Welche Gewalt gibt es?
Wo es "Opfer" von "Gewalt" und Unterdrückung gibt, muss es nach der Logik auch "Täter" geben, die dafür verantwortlich sind: Politiker, Wissenschaftler, Ärzte, die sich öffentlich fürs Impfen aussprechen, oder Journalisten, die kritisch berichten, werden bedroht. Als "Todesliste" kursierte eine Aufstellung jener Bundestagsabgeordneten, die im April 2021 nicht gegen die Änderung des Infektionsschutzgesetzes gestimmt hatten. Offenbar kann aber auch ein Kassierer, der auf die Einhaltung der Maskenpflicht pocht, als "Täter" und Teil des Systems wahrgenommen werden – wie beim Angriff in Idar-Oberstein.
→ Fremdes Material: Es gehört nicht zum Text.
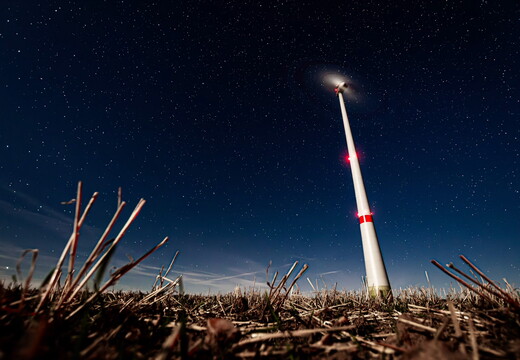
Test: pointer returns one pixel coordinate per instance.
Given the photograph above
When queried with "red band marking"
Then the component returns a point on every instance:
(365, 218)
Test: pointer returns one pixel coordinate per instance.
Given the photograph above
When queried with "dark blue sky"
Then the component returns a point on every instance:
(214, 113)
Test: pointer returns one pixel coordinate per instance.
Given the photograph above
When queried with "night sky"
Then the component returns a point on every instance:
(214, 112)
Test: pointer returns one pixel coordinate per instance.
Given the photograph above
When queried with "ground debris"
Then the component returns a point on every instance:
(342, 325)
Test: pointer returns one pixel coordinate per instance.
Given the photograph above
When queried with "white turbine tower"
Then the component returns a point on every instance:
(376, 276)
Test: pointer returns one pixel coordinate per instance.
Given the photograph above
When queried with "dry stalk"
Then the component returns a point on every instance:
(117, 275)
(94, 254)
(118, 238)
(29, 276)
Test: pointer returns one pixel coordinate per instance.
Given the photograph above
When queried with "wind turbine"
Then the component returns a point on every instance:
(376, 276)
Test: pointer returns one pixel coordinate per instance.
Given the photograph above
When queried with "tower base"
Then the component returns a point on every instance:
(383, 292)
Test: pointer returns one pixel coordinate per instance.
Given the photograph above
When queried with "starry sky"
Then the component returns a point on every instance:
(215, 113)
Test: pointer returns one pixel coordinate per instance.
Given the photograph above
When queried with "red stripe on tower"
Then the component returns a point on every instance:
(365, 218)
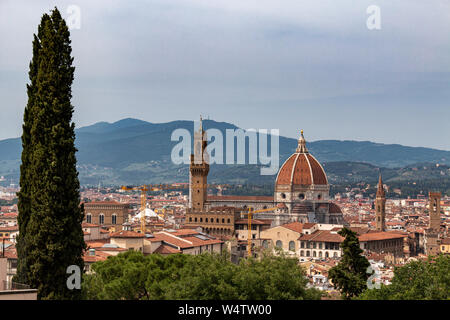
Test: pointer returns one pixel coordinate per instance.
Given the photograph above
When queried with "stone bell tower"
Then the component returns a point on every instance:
(380, 207)
(432, 240)
(199, 168)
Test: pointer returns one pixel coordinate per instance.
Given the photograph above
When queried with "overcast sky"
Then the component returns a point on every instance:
(292, 65)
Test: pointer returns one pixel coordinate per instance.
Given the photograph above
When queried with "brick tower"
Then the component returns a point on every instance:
(199, 169)
(380, 205)
(432, 240)
(435, 210)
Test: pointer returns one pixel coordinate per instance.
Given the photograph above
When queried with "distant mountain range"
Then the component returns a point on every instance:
(132, 151)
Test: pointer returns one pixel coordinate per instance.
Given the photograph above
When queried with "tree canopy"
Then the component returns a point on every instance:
(50, 234)
(131, 275)
(350, 275)
(417, 280)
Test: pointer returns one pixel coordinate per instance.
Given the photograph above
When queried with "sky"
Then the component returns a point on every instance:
(264, 64)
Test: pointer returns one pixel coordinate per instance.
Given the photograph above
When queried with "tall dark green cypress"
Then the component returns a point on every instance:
(350, 274)
(50, 216)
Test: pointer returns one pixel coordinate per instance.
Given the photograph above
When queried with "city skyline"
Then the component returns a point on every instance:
(290, 66)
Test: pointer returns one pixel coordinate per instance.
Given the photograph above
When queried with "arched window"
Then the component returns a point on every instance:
(292, 245)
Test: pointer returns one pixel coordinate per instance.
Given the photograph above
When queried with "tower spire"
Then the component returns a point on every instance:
(380, 206)
(301, 148)
(380, 190)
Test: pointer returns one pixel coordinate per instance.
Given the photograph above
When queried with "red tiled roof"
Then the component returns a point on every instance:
(99, 256)
(89, 225)
(104, 202)
(254, 221)
(9, 229)
(382, 235)
(294, 226)
(334, 208)
(240, 198)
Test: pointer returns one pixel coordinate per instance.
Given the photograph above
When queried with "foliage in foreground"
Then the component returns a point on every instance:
(131, 275)
(50, 234)
(350, 275)
(417, 280)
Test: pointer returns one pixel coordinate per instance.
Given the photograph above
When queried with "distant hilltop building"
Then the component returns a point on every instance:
(301, 194)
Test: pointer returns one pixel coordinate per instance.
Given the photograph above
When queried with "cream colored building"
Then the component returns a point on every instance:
(186, 241)
(129, 240)
(284, 237)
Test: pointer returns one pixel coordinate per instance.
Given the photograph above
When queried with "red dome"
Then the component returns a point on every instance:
(301, 169)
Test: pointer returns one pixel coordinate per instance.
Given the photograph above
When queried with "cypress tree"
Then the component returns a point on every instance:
(50, 234)
(350, 274)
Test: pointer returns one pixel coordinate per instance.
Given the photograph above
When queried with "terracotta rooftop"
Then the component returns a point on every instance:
(127, 234)
(308, 225)
(104, 203)
(301, 169)
(240, 198)
(165, 249)
(254, 221)
(89, 225)
(322, 235)
(294, 226)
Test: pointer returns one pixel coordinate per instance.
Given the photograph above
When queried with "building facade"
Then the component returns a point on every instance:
(106, 213)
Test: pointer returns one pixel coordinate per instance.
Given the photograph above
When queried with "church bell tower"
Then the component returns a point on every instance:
(380, 207)
(199, 168)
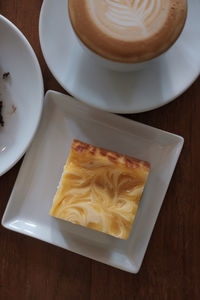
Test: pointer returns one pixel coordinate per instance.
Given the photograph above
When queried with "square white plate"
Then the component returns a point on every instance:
(64, 119)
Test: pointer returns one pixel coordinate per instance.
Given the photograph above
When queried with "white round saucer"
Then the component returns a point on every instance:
(21, 93)
(118, 92)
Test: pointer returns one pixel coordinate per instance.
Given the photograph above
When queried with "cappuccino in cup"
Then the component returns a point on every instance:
(127, 31)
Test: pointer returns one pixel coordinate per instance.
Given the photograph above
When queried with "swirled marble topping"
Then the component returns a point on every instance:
(100, 189)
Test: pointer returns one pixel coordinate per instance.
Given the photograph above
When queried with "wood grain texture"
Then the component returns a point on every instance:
(31, 269)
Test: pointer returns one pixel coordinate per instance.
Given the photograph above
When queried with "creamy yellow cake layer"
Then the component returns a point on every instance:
(100, 189)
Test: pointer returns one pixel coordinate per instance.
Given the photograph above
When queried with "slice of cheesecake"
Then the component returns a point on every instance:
(100, 189)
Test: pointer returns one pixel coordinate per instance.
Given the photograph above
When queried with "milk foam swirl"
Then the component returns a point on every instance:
(128, 17)
(130, 13)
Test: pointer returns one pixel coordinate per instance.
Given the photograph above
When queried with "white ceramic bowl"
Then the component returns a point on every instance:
(21, 93)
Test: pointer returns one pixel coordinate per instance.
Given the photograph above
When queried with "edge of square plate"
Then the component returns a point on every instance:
(179, 144)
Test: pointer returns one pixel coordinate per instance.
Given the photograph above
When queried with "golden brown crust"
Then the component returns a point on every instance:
(100, 189)
(114, 157)
(127, 51)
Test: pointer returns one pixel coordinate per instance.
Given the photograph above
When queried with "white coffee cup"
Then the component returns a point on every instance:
(84, 25)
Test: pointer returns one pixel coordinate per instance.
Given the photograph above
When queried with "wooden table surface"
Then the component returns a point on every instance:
(31, 269)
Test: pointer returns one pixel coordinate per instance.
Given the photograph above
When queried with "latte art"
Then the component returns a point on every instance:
(132, 13)
(128, 30)
(128, 19)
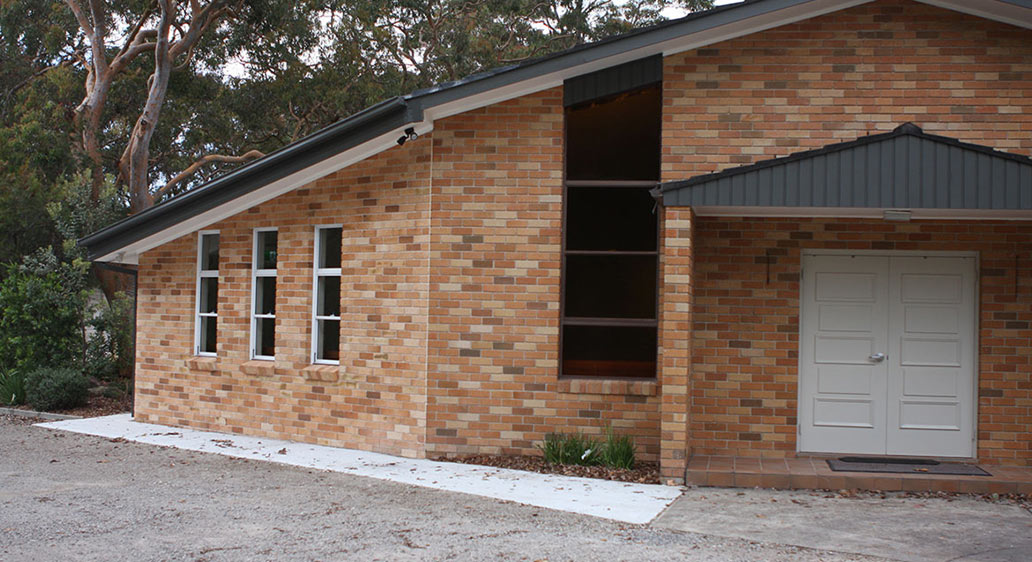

Hass auf Institutionen im Zusammenhang mit Corona zeigte sich früh: Im Oktober 2020 warfen mehrere Täter Brandsätze auf das Robert Koch-Institut. Wissenschaftler, denen die Politik vertraut, erscheinen als mächtig, als Teil von "denen da oben" und sind damit Zielscheibe. Inzwischen sind mehrfach Impfbusse und Impfzentren angegriffen worden, in Sachsen stellt sich die Polizei bereits auf besonderen Schutz ein. Eine weitere Gefahr dabei: Es setzt eine "Gewöhnung" ein. Einfache körperliche Gewalt von Impfgegnern ist oft nur noch eine kleine Meldung.
Facebook, für die Bewegung zumindest wichtig, um neue Menschen zu erreichen, reagierte inzwischen: 150 Seiten und Gruppen wurden gesperrt, weil dahinter eine Gruppe zur "koordinierten Schädigung der Gesellschaft" stecke. Auf Telegram geht es aber weiter.
t-online-Redakteur Lars Wienand beobachtet die Szene von Anfang an. Für seine Berichte haben Akteure der Szene gefordert, ihn bei "Nürnberger Prozessen" lebenslang hinter Gitter zu bringen.
*Wir hatten an dieser Stelle zunächst Postleitzahl anstelle von Vorwahl geschrieben.
**Die Studie ist von der Universität Basel, nicht von der uNiversität Bern, wie zunächst geschrieben.